Saturday, 31 March 2018

DARE Rocketry meets Libre Space Foundation!





So last week I went out to the second PocketQube satellite workshop to be held at the TU Delft campus (another picture dump post to be done about the workshop soon). Regular readers (a very select group!) might recall whilst I was out there last year I managed to go and pay a visit to the fabulous DARE rocketry group. Well this year instead of just rocking up I did a few emails and managed to get a visit to the facility arranged for a cohort of people at the workshop. This included my friends and co-conspirators from the Libre Space Foundation . A rather lovely moment occurred when the two respective teams decided it would be a nice idea to exchange mission patches and remove before flight tags. It was fabulous to be the small link that made this possible, but it is also inspiring as these two teams, DARE and LSF represent new and emergent ways in that, to my mind, space is being democratised. LSF have a total commitment to working in the open and out loud using opensource tools and licenses. The welcoming and collaborative approach undertaken by DARE, is evidenced not just by accommodating me but by helping fabulous amateur sub orbital rocketeers Copenhagen Sub-orbitals to test their recovery systems. Both these organisations seem to afford glimpses of a emergent space sector that is freed from military and defence and built more openly on the principles of collaboration.... Sounds good to me.

Masses of thanks/dank je to Jesse and Caspar for organising and hosting an excellent DARE tour.








Tuesday, 20 March 2018

Guild of Makers Launch event... Photos!

So last week I got to go and help out at the guild of makers launch event as it has some strong links to my work with indycube and it was a pleasure to attend! It was held at the amazing new Autodesk facility in Birmingham which as well as a fabulous conference suite also homes an utterly staggering space full of innovation and the highest end machining and metrology stuff! Needless to say I was in heaven! I'm not going to go into masses of detail about the event here but to get a big flavour of the day jump on twitter and checkout the hashtag #GoMlaunch

So here is my curated out of a 100 photos 20 or so photodump! 




























Saturday, 3 March 2018

Quick Arbour Press modification


So a year or so ago I used my arbour press to fit some PEM nuts into some aluminium extrusion for an experiment for someone else and I was reading on the data sheet that really they should be inserted with a specific force. It got me thinking about how useful having some knowledge or control of the force my arbour press exerts would be. I also currently want to test how a couple of different designs of bulkhead react to force and what thickness I need for a particular design. So a quick mod has occurred! Above you can see the press (a 1 ton Clarke I picked up locally second hand a while back)  but the handle you can see is actually my torque wrench connected to the opposite side from where a handle normally is. 
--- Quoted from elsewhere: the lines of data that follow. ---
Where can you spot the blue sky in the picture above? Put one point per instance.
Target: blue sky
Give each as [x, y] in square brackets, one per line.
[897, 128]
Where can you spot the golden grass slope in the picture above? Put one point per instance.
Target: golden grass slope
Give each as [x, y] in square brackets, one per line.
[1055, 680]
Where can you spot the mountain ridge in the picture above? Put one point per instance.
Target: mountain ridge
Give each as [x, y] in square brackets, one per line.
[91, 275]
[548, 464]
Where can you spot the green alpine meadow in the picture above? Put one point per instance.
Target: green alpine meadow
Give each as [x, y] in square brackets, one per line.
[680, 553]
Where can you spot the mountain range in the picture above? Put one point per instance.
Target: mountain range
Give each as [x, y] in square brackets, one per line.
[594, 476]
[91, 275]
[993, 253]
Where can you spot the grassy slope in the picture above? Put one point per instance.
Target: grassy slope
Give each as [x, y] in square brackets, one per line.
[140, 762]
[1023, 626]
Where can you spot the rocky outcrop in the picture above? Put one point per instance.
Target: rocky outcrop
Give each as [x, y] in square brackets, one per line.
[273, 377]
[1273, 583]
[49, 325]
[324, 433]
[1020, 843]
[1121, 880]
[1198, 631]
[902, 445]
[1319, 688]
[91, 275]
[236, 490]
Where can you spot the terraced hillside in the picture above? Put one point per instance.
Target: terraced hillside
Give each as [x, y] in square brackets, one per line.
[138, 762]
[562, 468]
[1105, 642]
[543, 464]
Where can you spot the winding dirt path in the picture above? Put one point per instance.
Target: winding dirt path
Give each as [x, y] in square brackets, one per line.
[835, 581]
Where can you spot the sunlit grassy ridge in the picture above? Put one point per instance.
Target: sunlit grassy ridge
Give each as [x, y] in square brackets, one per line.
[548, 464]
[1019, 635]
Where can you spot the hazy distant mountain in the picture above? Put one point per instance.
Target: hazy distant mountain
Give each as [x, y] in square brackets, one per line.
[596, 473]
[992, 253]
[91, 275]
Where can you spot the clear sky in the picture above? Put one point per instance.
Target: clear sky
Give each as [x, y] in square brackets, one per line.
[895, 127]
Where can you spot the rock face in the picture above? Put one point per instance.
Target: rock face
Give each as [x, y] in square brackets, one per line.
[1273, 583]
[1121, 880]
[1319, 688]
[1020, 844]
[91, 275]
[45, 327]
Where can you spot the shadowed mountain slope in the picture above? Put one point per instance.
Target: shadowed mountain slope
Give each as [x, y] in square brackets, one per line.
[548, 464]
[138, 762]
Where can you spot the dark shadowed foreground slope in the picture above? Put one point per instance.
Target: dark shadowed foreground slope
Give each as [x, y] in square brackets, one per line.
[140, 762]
The mod is really simple.. I removed the spindle which raises and lowers the ram and drilled and tapped a hole into the end of it on the lathe I then fitted a steel bolt to the hole. Now I can use the torque wrench with a socket on over the bolt as a handle to apply pressure, with the torque wrench breaking at the force required set on the torque wrench! Its handy in terms of pressing something with a known force but also for testing what force an object will reach its elastic limit with!


Couple of shots of the process for fun! Arbour press spindle in the lathe.

Needed to trim a bolt down to the right length so use my stud clamp I made ages ago on my engineering operations course!

Spindle all drilled and tapped.  So I have seen lots of other mods for arbour presses, I definitely at some point want to drill a hole into the face of the ram and fit a grub screw to allow me to make different tools for the end.. some different punches for example and also perhaps some metal brake type set ups for folding small sections of sheet.